すると業は、溜め息と共に自らの手にあるものを握った。
アズールたちも見覚えのあるそれは、マテリアフォンだった。
「それは!?」
「良いだろう。俺も別に理解して貰おうなどとは思っていない……今、ここで! 貴様らを消し滅ぼしてくれるわ!」
《ドライバーコール!》
さらに業はマテリアプレートを取り出すと、それを起動する。
大きさとしては二枚分の厚さで、アズールの持つチャンピオンズ・サーガと同じ形状だ。
《ダークネス・キングダムXR!》
禍々しい音声と同時に、それはアプリドライバーへと装填される。
するとプレートの蓋が展開し、死神のようなものが描かれたレリーフがあらわとなった。
《ゴー・トゥ・ヘル! ゴー・トゥ・ヘル!》
「変身」
《Alright! イリーガライド!》
マテリアフォンをドライバーにかざすと、業の姿が黒い泥に包み込まれ、変化していく。
黒いアンダースーツに黒いアーマー、そして赤い瞳。
暗闇そのものであるかのようなその威容は、色は違えどアズールによく似ていた。
《ダークネス・アプリX! 極限の邪悪! 極限の暴虐! 魔皇の闇黒覇道、インストォォォール!》
「ぬぅん!!」
その声と共に腕を振ると、背中からマントが伸び出て、真っ黒な剣が右手に握られる。
剣を地面に突き刺して柄頭に手を添え、業の変身したその仮面ライダーは、名乗りを上げた。

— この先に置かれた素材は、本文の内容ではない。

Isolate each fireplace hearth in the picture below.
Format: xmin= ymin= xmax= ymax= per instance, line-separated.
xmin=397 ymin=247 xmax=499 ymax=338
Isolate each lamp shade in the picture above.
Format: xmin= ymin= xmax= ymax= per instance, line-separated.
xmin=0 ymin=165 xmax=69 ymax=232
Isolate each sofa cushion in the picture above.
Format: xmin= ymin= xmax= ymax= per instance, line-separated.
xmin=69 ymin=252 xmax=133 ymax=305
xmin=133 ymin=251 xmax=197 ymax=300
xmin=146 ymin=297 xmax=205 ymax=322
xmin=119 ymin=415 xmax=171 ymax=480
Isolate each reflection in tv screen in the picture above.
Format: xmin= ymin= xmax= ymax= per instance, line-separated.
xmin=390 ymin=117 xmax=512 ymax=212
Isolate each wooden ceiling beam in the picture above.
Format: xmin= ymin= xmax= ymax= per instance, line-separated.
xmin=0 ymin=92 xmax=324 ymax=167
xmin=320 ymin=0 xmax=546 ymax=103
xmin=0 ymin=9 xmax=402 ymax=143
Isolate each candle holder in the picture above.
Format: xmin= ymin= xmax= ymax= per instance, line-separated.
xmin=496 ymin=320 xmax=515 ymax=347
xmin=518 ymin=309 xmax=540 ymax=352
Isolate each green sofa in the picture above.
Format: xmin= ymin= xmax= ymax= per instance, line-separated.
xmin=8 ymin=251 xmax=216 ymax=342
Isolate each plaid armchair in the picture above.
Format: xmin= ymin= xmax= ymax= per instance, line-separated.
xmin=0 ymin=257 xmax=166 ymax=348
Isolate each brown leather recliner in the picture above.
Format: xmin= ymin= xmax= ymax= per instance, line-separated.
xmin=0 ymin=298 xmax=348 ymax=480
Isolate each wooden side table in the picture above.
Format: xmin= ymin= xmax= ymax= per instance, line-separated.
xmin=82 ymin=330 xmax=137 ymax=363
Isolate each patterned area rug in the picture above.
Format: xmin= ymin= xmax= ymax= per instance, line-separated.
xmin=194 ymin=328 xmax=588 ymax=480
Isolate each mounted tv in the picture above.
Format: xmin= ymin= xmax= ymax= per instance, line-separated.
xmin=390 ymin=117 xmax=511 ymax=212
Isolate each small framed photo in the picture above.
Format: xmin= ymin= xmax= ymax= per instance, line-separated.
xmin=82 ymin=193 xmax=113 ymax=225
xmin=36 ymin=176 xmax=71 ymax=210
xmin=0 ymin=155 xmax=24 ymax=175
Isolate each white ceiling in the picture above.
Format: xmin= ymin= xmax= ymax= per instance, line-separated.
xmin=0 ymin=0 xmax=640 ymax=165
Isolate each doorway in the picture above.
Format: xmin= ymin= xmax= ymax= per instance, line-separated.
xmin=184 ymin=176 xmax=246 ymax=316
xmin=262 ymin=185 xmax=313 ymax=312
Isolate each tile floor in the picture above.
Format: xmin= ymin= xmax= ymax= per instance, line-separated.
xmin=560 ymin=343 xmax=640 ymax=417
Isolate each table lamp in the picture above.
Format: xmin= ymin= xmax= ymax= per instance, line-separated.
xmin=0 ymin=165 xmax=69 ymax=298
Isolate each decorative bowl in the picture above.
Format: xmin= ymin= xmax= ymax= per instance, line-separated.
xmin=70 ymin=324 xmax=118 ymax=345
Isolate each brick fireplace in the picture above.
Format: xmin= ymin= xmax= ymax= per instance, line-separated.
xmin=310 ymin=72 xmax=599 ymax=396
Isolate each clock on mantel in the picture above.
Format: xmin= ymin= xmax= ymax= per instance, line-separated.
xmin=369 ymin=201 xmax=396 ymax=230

「我が名は仮面ライダープルート……ダークネスリンカーX! 貴様らを死に導く冥王である!」
プルートはそう叫び、剣を抜いて一行へと飛びかかった。
当然それにすぐさま反応したアズールは、シャイニングサンの能力で光線を放つ。
だが。
「無駄だ!」
そんな声と共に、プルートの目の前に黒い穴のようなものが形成され、熱線がそこへ吸い込まれる。